Invece che mettere in piedi azioni di protesta per chiedere l’annullamento del “green pass”, sarebbe stata auspicabile piuttosto una rivendicazione del diritto al vaccino per tutti i popoli con la liberalizzazione delle licenze per la sua produzione come anche per una soluzione dei grandi problemi di natura sociale che abbiamo e di cui pochi si occupano.
I dati sull’impennata di contagi da Covid che giungono da alcuni Paesi europei come l’Austria e l’Inghilterra in cui stiamo tornando al lockdown devono farci riflettere su una ricerca sempre più avanzata di sistemi di protezione della popolazione per evitare di tornare ai mesi lunghissimi e terribili di confinamento e di chiusura di ogni attività che farebbe tornare l’Italia nel tunnel buio nel quale abbiamo vissuto con grandi sacrifici e non pochi problemi economici, psicologici e sanitari.
Ricordiamo ancora a chi ha sostenuto che nella decisione sul green pass l’Italia era un caso isolato che ora il sistema sembra essere imitato anche altrove e che in Austria l’accesso ai luoghi di lavoro o di ritrovo non sarà più consentito neppure con il tampone negativo, ma solo con il certificato di vaccinazione e guarigione.
Una minoranza esigua di cittadini rispetto alla grande maggioranza che ha deciso di seguire i criteri della ricerca scientifica ed ha accettato di vaccinarsi per il bene comune non può gridare alla dittatura sanitaria né imporre il proprio modo di pensare all’intero Paese; quando poi ad urlare “libertà” nelle piazze sono gruppi di riconosciuta matrice fascista credo che siamo davvero davanti ad un teatrino patetico e pericoloso per la convivenza democratica.
La manifestazione del dissenso va comunque garantita ed è giusto che ci si confronti sulle diverse modalità per far fronte alla pandemia, ma ogni ipotesi di soluzione del problema in questione deve necessariamente avere dei fondamenti scientifici e sociali che diano razionalità alle proposte.

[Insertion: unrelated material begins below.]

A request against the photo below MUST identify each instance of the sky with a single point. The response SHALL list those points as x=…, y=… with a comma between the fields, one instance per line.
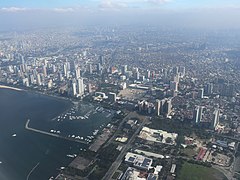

Sicuramente la gestione delle diverse fasi della diffusione del virus può aver avuto incertezze, indecisioni e perfino errori a livello scientifico, sanitario come nella gestione delle attività sociali, ma non è assolutamente accettabile risolvere le questioni relative che abbiamo ancora avanti fuori dagli assunti scientifici condivisi dalla maggioranza delineando posizioni che sembrano talora non avere alcun fondamento razionale.